Aphareus is a genus of marine ray-finned fish, snappers belonging to the family Lutjanidae. They are native to the Indian and Pacific Oceans from the African coast to the Hawaiian Islands.

==Taxonomy==
The currently recognized species in this genus are:
- Aphareus furca (Lacépède, 1801) (small-toothed jobfish)
- Aphareus rutilans G. Cuvier, 1830 (rusty jobfish)
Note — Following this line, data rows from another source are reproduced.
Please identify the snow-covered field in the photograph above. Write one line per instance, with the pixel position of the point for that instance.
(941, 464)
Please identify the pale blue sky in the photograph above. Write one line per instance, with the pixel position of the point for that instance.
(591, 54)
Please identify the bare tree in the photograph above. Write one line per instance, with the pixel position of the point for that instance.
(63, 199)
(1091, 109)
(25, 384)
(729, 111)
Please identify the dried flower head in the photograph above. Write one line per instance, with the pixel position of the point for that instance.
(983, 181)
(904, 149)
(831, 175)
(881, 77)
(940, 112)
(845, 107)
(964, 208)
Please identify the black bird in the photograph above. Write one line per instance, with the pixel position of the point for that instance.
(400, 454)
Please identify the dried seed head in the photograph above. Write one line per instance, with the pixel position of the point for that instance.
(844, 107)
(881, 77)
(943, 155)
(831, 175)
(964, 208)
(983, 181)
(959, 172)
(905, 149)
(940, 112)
Aphareus is placed in the subfamily Etelinae. The genus was created by the French naturalist Georges Cuvier and he took the name Aphareus which he stated (in French) was from an “unintelligible and probably corrupt passage from Aristotle, where it seems to designate a fin specific to the female of the tuna”, the name is also similar to the name given to these fishes in the Arabic, farès, although this could be coincidental. In 1913 David Starr Jordan, John Otterbein Snyder and Shigeho Tanaka designated Aphareus caerulescens as the type species of the genus, this is a synonym of A. furca.

==Characteristics==
Apahreus snappers are medium-sized Lutjanids which have elongated, fusiform but rather robus bodies. They have tiny teeth in their jaws with no canine-like teeth and they lack any vomerine teeth. They have gill openings which reach relatively far forward to the front of the eye. The area between the eyes is flat. The dorsal fin is continuous with no notch around te junction of the spiny and soft-rayed parts, it has 10 spines and 11 (infrequently 10) soft rays while the anal fin contains 3 spines and 8 soft rays. They have long pectoral fins which are a little shorter than head length and which contains 15 or 16 rays. The dorsal and anal fins do not have scales, the caudal fin is forked. The scales on these fish are comparatively small. Their colour can be purplish-brown, blue-grey, or reddish, they may display a silvery sheen on their lower flanks and abdomen.

==Distribution and habitat==
Aphareus snappers have a wide Indo-Pacific distribution from eastern Africa to the Hawaiian islands. They prefer inshore waters where there are coral reefs and rocky bottoms at depths of around 6 m to, possibly, greater than 100 m. They can be solitary or occur in small schools.

==Fisheries==
Aphareus snappers are important foodfish, especially in islands. Fishermen catch them using handlines or bottom longlines. The flesh is considered to be of good quality and normally the catch is sold fresh.